During encoding, the DC and 63 ACSS of each matrix data use different Huffman codes.
And the brightness and color also need different Huffman encoding tables, so a total of four encoding tables are required.
The JPEG encoding can be completed smoothly.
DC code
DC is the difference encoding method modulated by difference pulse coding, that is, it is obtained from the same image component.
Encode the difference between each Dc value and the previous Dc value. DC adopts difference pulse encoding mainly because
In a continuous tone image, the difference value is mostly smaller than the original value.
The number of digits required to encode the original value is much smaller. For example, if the difference value is 5, its binary value is 101, for example
If the difference value is-5, it is first changed to a positive integer 5, and then its binary value is converted into a complement of 1. The so-called complement of 1
If the value of each bit is 0, it is changed to 1; if BIT is 1, it is changed to 0. Number of digits to be retained for the difference value 5
3. The following table lists the comparison between the bit numbers reserved for the difference value and the difference content.
In addition, add some differences to the front end of the difference. For example, the Brightness Difference is 5 (101) bits.
If the number is 3, the Hoffman code value should be 100, and the two are connected together to 100101. The following two tables are divided:
Are the encoding tables for the differences between brightness and chromium DC. Based on the contents of the two tables, you can add
Man code value to complete DC coding.
AC Encoding
The AC encoding method is slightly different from that of DC. Before the AC encoding, you must first sort 63 ACSS by zig-zag.
In sequence.
63 values are arranged, and the AC coefficient is converted into an intermediate symbol, which is expressed as RRRR/SSSS,
Rrrr refers to the number of AC whose value is 0 before the non-zero AC, ssss refers to the number of digits required for the acvalue, And the AC system
The correspondence between the number range and ssss is similar to the comparison table between the number of BITs and the difference value of DC.
If the number of consecutive 0 s is greater than 15, then 15/0 is used to represent 16 consecutive 0 s, 15/0 is called zrl
(Zero rum length), while (0/0) is called eob (ENEL of Block) to indicate
The remaining AC coefficients are equal to 0, and the intermediate symbol value is used as the index value to find the appropriate
The following code is used to connect the user with the acvalue.
For example, if the center operator of a set of brightness is 5/3 and the acvalue is 4, the first index value is 5/3.
In the Huffman encoding table, the 1111111110011110 Hoffman code value is found, and the original 100 (4) is added)
It is used to get the Huffman code 1111111110011110100 of [5, 4]. [5, 4] indicates
There are five zeros in front.
Because the brightness is AC and the color is relatively long, this parameter is omitted here. For more information, see
Close books.
Achieve the above four steps to complete the JPEG compression of an image.
References
[1] Lin fuzong's Image File Format (I)-Windows programming, Tsinghua University Press,
1996
[2] edited by Li zhenhui and Li Ren, exploring the mysteries of image files, Tsinghua University Press, 1996
[3] Li hongsong, translated JPEG static data compression standards, xuanyuan Press, 1996
JPEG Image Compression Algorithm:
The input image is divided into 8x8 or 16x16 segments. Then, two-dimensional DCT (discrete cosine transformation) transformation is performed for each segment. The transformed coefficients are quantified, encoded, and transmitted;
The JPEG file decodes and quantifies the DCT coefficient, computes two-dimensional inverse DCT transformation for each piece, and finally Concatenates the result block into a complete image.

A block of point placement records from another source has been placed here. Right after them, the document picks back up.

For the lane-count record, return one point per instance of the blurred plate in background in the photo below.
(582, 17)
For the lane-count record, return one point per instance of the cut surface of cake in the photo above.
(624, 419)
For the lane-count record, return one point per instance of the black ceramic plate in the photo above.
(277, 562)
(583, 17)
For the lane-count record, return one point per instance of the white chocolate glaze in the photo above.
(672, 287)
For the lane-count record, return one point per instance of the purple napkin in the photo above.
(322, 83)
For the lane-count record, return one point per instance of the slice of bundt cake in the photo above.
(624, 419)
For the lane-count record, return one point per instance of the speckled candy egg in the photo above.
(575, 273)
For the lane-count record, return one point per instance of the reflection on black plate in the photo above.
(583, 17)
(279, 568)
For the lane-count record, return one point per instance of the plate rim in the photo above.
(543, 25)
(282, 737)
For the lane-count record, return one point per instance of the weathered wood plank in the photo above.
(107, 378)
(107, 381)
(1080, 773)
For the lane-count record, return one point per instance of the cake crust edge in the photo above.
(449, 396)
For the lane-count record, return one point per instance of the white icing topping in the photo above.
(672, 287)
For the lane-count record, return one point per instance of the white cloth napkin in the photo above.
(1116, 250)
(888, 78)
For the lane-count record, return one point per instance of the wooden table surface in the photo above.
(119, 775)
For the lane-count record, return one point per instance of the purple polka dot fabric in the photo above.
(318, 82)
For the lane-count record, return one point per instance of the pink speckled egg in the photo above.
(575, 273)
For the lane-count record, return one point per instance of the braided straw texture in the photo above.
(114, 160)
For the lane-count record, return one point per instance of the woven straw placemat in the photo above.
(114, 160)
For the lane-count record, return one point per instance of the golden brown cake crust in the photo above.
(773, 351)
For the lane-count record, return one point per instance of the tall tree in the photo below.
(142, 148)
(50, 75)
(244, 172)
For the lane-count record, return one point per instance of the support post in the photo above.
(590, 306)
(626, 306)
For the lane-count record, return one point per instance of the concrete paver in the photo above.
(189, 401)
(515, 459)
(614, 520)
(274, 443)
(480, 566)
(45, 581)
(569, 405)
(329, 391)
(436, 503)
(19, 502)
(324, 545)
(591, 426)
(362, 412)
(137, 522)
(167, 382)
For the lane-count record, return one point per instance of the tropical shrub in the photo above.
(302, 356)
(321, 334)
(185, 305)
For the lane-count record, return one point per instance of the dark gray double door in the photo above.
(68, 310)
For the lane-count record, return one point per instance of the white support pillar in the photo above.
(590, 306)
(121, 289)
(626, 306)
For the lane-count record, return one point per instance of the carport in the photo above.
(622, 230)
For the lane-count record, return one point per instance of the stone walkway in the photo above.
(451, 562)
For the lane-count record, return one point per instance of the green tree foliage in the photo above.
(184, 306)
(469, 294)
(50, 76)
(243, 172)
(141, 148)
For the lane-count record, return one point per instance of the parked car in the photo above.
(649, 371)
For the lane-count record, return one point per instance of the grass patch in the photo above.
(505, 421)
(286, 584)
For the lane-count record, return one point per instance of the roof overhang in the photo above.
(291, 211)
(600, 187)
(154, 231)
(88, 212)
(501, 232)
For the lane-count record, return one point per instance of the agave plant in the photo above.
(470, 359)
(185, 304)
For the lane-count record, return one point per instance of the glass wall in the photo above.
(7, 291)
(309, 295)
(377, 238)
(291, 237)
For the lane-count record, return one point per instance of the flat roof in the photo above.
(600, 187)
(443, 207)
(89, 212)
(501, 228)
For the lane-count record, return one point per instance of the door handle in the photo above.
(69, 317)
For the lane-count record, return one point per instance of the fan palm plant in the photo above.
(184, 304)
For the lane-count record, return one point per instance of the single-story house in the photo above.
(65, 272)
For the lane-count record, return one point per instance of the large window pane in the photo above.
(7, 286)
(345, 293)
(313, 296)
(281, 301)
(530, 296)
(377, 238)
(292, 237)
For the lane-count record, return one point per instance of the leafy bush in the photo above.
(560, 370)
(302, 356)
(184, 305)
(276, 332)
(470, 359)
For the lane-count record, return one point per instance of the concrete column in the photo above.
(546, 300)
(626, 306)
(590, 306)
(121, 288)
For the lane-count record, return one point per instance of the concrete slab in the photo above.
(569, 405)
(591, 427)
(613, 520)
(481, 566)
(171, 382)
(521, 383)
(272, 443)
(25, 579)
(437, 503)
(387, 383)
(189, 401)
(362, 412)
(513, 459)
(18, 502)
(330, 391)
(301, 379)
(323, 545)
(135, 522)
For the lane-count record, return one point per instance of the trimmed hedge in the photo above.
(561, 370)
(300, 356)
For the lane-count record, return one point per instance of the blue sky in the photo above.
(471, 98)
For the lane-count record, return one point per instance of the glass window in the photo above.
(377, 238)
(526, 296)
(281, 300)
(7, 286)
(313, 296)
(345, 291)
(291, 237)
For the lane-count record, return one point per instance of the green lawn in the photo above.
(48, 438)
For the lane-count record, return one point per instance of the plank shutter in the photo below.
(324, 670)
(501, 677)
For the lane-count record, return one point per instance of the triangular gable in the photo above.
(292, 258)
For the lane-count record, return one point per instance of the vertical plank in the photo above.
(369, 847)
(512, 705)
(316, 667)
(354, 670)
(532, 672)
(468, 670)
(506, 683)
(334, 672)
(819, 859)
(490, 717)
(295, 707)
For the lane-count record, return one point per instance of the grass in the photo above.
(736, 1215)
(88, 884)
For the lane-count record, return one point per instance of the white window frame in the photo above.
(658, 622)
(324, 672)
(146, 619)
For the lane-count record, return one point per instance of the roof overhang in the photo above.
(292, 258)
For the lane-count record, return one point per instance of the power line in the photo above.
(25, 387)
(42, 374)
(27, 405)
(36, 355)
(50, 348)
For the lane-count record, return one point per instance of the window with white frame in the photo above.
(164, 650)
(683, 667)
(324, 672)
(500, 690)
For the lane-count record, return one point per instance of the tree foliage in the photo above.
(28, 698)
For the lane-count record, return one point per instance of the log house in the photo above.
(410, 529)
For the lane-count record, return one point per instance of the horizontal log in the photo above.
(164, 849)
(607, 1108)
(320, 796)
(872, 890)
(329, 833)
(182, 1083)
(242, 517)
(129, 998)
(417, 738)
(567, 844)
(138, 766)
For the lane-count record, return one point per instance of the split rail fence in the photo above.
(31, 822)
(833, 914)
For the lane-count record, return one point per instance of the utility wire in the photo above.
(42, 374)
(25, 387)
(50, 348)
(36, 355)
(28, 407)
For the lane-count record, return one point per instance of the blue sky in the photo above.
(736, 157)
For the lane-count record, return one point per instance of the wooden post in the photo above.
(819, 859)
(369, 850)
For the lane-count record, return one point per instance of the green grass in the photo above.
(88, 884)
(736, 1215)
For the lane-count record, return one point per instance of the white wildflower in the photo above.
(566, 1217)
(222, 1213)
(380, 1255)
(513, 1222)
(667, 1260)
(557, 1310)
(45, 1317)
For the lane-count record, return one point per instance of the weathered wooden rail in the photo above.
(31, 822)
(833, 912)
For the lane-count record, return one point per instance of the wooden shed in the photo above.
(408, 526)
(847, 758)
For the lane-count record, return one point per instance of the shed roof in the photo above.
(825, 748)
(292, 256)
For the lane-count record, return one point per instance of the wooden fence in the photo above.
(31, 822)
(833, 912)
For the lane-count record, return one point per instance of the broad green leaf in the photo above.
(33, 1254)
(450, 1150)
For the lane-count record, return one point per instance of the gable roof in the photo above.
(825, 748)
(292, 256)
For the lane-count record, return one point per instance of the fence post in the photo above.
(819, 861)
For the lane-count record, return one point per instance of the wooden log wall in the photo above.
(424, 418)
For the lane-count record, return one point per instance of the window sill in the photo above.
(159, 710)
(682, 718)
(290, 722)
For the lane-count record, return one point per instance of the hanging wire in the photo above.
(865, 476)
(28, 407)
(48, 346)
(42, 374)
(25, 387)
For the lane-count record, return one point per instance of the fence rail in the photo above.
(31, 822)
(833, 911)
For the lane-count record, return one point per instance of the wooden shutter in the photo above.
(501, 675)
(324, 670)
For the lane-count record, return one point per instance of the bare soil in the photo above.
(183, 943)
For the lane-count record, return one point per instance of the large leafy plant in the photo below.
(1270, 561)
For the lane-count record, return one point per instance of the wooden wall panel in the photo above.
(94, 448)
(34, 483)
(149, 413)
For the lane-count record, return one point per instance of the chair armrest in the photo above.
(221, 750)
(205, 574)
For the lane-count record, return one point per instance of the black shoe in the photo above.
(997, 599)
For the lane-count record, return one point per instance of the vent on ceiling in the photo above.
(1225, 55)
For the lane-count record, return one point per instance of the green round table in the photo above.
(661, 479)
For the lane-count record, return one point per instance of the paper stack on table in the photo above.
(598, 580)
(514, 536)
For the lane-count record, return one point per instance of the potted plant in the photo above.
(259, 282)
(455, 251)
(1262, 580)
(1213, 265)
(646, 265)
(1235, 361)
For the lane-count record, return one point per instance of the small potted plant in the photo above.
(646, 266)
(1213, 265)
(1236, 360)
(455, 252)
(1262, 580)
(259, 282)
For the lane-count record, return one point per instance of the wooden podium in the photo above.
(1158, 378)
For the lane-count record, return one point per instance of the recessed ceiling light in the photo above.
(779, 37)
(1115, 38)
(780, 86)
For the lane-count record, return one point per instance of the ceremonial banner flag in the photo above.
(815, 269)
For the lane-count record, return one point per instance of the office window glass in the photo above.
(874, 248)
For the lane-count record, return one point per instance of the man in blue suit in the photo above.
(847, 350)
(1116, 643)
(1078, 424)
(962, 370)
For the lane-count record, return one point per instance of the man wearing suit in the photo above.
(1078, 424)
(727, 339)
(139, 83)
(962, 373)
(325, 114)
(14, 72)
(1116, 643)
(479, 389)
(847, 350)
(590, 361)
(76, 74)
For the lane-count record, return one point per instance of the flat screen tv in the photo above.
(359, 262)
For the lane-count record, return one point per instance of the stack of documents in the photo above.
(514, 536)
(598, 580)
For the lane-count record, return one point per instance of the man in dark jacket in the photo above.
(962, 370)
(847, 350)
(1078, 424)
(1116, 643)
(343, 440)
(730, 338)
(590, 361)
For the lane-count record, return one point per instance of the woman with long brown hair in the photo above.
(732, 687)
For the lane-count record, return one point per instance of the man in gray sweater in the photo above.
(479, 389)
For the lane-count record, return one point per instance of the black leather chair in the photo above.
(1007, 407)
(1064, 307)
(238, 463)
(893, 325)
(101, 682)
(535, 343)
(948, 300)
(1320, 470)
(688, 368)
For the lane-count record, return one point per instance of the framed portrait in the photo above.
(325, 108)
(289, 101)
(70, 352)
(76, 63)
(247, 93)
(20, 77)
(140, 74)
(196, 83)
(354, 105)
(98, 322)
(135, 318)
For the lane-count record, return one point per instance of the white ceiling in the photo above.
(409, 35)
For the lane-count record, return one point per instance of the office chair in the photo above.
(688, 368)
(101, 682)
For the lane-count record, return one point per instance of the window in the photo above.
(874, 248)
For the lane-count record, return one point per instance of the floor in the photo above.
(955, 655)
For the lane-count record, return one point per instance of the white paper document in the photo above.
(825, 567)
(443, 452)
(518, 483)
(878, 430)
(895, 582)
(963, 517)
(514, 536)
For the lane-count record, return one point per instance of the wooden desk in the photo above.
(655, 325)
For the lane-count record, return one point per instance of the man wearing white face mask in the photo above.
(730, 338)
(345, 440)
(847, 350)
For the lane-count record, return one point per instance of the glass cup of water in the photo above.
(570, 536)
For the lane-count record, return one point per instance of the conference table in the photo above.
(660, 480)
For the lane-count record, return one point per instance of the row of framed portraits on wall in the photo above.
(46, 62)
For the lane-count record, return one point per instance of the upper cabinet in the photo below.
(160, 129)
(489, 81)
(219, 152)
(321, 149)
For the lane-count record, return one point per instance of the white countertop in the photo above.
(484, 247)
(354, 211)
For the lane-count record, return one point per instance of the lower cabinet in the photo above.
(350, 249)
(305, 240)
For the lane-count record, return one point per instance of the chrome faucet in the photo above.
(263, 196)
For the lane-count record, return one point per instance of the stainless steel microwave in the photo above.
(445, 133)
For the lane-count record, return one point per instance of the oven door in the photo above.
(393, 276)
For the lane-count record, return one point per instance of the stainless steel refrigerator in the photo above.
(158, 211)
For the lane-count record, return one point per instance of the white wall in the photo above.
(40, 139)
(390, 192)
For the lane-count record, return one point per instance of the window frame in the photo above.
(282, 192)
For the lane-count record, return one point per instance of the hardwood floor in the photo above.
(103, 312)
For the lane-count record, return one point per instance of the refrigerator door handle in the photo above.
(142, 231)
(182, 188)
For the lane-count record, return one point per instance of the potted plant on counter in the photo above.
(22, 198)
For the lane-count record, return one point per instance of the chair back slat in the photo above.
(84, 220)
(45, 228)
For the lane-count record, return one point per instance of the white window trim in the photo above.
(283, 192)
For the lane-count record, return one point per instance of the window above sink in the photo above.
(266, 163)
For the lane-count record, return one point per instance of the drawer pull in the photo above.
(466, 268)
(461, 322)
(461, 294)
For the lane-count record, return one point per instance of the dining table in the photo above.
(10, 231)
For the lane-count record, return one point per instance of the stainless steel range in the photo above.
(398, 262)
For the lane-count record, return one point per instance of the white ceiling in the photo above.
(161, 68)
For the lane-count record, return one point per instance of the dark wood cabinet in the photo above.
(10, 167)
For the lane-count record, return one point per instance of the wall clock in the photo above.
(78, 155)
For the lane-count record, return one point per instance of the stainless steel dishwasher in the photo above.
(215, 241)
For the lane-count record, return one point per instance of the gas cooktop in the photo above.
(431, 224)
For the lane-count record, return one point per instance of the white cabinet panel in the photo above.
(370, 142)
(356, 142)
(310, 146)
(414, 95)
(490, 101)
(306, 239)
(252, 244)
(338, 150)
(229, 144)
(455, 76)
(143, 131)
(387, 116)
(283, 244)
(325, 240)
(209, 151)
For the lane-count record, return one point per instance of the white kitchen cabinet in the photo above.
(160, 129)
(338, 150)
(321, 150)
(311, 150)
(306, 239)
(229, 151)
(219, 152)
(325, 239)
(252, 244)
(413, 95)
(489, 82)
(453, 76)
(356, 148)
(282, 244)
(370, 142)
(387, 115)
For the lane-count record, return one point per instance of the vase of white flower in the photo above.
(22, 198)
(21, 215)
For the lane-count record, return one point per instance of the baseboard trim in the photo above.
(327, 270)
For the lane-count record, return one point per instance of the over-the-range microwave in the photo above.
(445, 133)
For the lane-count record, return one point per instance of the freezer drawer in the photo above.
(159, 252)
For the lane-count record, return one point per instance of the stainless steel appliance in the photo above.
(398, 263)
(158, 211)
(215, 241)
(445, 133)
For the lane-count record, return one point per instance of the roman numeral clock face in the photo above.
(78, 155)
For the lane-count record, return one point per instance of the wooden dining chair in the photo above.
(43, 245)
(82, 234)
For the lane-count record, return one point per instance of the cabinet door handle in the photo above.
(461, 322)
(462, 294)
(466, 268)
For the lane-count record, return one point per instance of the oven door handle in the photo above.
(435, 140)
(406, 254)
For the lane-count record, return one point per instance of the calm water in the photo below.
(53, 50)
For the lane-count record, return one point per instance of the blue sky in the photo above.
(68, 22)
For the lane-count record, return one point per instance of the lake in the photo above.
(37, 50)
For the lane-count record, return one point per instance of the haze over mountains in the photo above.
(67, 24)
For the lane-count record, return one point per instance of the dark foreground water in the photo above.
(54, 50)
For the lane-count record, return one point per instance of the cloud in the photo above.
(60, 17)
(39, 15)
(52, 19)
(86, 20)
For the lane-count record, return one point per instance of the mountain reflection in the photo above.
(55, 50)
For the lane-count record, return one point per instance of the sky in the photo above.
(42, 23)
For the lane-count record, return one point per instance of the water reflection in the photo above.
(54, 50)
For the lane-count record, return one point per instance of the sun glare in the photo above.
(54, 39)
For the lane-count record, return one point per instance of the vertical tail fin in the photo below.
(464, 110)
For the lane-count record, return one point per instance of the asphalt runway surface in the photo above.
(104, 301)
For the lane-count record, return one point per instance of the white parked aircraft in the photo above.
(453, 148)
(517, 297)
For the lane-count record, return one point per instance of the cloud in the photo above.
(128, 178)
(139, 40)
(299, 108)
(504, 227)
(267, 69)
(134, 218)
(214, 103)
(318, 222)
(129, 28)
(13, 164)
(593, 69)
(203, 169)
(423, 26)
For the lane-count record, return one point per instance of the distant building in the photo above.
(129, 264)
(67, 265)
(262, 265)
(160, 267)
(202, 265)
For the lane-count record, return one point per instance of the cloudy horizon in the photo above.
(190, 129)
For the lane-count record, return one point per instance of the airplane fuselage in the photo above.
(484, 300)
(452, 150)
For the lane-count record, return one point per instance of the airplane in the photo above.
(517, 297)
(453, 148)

After DCT transformation, remove the coefficients close to 0 that do not seriously affect image reconstruction.
The feature of DCT transformation is that most of the energy of the transformed image is concentrated in the upper left corner, because the low-frequency data of the original image is displayed on the upper left, and the lower right shows the high-frequency data of the original image. The image energy is usually concentrated in the low-frequency part.